Impuissant, il se retransforma alors que les larmes coulaient sur ses joues rougies par le froid. Il n'en pouvait plus de cette vie où, alors qu'il croyait s'en être enfin relevé, quelque chose l'envoyait à terre quelques instants après. Tout avait commencé par l'arrivée d'Hagrid le jour de ses 22 ans, son espoir de partir de cette maison où il était profondément malheureux. Mais aller à Poudlard n'avait jamais été de tout repos, et chaque année apportait son lot de surprises et de malheurs, et alors qu'il pensait avoir vécu le pire avec la bataille de Poudlard, il avait l'impression de s'enfoncer de plus en plus dans un fossé chaque jour, perdant de vue le ciel. Il n'avait aucune raison de vivre, si ce n'est pour des amis qu'il craignait à tout instant de blesser. Pourtant aurait-il le courage de se donner la mort ? Il avait choisi de continuer sa bataille dans le monde des vivants il y a un peu plus d'un an, pour débarrasser le monde du Mage Noir.
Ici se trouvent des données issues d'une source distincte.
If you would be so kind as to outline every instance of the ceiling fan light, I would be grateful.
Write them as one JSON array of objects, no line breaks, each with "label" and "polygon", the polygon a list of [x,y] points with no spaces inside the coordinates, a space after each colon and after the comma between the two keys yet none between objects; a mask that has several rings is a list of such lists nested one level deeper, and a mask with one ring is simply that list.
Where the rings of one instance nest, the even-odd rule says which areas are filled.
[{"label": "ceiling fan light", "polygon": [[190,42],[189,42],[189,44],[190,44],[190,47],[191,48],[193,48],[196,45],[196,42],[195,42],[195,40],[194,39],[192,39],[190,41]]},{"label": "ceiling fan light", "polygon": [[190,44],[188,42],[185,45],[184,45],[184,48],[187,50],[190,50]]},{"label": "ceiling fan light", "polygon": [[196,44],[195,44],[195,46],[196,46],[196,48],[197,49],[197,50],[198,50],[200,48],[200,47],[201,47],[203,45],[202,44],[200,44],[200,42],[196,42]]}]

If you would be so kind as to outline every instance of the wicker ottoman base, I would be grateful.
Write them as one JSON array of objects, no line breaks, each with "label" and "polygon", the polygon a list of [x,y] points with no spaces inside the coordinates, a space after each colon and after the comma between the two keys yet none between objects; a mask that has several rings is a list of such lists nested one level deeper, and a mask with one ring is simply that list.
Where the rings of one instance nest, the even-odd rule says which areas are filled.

Mais maintenant, quel était son utilité ? D'autres étaient bien plus compétents, bien plus réfléchis, bien plus stables mentalement, et ce n'était pas son nom mondialement connu qui allait l'aider à se faire sa place. Les gens avaient tendance à ne l'accepter que pour sa renommée, mais il n'était d'aucune aide. Il ne servait à rien, et il était là à pleurer faiblement au milieu du parc de Poudlard, comme il l'avait bien trop souvent fait. Il se détestait réellement ces derniers temps. Il n'était pas le Harry qu'il avait toujours été. Il était affaibli physiquement et mentalement par toutes ces nuits sans sommeil, et c'était peut-être aussi pour ça qu'il se sentait si mal.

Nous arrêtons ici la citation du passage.